# Problemas Capture osciladores relajación.



## zamoplas (Jul 1, 2008)

Hola a tod@s, 

estoy haciendo un estudio del comportamiento de unos osciladores con la temperatura y la variación en la tolerancia de los componentes en el dominio del tiempo (os adjunto las fotos) y con uno de ellos estoy teniendo problemas a la hora de simularlos, bueno mejor dicho no me deja, concretamente es con el segundo de ellos. El Generador de onda cuadrada va bien. 

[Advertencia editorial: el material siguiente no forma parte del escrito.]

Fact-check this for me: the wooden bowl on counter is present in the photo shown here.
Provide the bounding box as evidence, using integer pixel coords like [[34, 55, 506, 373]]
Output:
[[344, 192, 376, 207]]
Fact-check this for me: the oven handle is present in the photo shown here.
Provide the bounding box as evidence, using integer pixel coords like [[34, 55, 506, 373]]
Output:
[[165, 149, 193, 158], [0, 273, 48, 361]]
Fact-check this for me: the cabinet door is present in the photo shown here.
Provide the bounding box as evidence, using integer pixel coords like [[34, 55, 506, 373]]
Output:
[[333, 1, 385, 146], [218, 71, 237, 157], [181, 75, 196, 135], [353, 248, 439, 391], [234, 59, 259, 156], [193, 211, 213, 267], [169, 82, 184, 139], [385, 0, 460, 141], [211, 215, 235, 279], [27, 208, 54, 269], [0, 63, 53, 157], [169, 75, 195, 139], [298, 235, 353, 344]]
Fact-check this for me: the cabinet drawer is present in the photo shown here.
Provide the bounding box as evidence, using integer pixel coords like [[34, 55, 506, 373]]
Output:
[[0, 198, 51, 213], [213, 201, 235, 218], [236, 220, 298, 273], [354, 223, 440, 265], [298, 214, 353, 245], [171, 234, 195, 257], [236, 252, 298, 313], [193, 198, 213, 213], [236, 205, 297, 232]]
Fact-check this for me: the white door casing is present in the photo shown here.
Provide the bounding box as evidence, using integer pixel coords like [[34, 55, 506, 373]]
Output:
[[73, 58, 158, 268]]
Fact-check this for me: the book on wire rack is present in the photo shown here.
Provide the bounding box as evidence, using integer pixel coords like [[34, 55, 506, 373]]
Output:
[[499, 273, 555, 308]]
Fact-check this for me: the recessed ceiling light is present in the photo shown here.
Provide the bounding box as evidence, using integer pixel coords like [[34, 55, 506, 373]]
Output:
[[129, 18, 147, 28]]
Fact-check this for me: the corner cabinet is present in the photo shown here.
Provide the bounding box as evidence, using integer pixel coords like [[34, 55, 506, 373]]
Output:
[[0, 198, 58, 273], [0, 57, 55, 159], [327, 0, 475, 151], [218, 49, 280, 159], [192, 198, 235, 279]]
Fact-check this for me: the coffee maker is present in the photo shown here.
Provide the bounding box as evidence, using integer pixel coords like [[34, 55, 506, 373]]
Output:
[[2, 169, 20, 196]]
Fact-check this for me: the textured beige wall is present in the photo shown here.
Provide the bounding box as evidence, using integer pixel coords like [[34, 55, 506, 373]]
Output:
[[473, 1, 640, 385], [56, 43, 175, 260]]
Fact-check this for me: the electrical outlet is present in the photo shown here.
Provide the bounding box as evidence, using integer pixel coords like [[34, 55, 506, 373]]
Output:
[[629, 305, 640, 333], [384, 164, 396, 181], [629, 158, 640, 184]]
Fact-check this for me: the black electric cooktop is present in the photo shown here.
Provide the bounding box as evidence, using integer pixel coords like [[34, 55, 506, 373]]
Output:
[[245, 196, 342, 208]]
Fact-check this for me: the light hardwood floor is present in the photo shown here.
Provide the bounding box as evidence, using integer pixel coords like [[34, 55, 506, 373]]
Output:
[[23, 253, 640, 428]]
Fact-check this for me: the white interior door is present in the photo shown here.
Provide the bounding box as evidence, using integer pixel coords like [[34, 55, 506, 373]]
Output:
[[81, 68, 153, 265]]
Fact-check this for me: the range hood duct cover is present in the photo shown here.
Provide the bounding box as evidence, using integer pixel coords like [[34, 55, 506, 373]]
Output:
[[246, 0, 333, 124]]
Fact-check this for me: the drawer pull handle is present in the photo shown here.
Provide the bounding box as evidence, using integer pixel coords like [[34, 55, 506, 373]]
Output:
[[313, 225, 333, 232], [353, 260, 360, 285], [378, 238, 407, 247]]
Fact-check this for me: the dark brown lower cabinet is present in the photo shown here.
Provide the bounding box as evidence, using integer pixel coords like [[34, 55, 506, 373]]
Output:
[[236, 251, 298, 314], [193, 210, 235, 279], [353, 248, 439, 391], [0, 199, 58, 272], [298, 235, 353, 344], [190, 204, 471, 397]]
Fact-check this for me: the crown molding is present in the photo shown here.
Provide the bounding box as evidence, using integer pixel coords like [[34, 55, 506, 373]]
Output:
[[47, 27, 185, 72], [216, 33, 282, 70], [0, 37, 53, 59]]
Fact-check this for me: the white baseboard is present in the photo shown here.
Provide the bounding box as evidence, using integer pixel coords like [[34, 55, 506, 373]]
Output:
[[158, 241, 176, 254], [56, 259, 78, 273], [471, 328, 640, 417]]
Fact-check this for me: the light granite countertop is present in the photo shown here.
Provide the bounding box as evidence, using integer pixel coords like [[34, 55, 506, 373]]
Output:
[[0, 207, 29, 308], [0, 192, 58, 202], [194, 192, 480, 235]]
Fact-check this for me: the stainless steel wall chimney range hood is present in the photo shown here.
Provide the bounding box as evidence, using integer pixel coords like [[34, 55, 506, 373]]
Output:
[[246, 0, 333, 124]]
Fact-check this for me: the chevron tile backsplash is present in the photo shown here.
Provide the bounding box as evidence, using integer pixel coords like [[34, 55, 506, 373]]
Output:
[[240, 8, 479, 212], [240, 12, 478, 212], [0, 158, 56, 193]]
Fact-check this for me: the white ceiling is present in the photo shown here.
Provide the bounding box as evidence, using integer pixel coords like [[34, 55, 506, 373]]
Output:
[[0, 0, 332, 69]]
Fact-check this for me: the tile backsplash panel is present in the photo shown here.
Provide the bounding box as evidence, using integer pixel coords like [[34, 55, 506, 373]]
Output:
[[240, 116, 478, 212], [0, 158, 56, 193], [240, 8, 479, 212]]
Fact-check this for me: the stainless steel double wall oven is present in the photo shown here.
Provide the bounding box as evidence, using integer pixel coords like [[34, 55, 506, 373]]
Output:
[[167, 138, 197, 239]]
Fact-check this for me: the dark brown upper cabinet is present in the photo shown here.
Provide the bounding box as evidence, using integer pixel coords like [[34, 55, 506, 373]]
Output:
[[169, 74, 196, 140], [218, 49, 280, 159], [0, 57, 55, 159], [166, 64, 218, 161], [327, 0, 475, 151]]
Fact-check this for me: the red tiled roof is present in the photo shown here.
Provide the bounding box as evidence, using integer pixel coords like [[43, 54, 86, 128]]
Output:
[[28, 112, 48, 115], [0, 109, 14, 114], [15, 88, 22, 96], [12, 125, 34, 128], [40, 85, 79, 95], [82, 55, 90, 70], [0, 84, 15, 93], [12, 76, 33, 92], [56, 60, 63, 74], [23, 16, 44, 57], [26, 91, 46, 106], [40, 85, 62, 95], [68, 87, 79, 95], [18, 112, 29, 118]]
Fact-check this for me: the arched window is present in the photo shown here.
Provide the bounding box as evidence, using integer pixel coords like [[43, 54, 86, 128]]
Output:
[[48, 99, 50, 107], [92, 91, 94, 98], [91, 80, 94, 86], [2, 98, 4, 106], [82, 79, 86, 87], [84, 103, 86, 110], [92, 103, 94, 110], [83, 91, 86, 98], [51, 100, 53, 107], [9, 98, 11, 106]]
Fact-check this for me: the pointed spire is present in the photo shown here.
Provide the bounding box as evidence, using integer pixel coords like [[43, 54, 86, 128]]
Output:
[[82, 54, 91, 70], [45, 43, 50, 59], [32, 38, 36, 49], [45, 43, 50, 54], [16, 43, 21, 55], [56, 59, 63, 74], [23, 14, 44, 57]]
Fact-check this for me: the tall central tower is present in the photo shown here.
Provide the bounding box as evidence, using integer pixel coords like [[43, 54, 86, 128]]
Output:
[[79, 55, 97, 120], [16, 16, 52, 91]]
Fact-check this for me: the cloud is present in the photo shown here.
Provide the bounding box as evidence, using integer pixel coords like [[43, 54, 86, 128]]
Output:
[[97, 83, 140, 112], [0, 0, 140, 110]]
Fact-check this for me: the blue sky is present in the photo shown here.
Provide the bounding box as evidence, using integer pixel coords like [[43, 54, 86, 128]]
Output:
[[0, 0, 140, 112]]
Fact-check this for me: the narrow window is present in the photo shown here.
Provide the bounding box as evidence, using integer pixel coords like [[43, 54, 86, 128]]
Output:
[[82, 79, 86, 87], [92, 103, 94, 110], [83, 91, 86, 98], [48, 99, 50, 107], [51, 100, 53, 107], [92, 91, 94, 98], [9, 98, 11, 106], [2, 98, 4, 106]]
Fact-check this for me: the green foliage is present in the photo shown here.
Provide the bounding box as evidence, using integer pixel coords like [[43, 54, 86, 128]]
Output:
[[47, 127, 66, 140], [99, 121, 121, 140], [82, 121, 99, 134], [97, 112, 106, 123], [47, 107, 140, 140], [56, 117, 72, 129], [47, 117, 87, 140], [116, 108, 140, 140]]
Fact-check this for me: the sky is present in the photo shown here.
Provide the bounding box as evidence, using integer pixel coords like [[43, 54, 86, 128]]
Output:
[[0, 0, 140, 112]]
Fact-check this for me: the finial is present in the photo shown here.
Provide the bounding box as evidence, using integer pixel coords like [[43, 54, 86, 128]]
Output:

A ver si me podeis ayudar que no se que es lo que pasa.

Gracias, y un saludo.

Primero:





Segundo:


----------



## zamoplas (Jul 1, 2008)

Concretamente el error que me da es el  siguiente:

         ERROR -- Convergence problem in transient analysis at Time =  12.50E-09
         Time step =  186.3E-18, minimum allowable step size =  500.0E-18


----------



## Eduardo (Jul 1, 2008)

Lo estas enloqueciendo al pobre TL084 con ese capacitor de 27pF -->  Ponele de 27nF


----------



## zamoplas (Jul 2, 2008)

Nada lo cambio y sigue dándome el mismo problema.


----------



## Eduardo (Jul 2, 2008)

? ?  Probe simularlo con otro software (switchcad) y corre lo mas bien, solamente daba problemas con 27pF porque la frecuencia de oscilacion era demasiado alta para el operacional.


----------



## zamoplas (Jul 2, 2008)

Vale lo intentare pero necesito saber porq me da ese error, ya que el trabajo que debo presentar tiene que ser en Capture de PSpice.


----------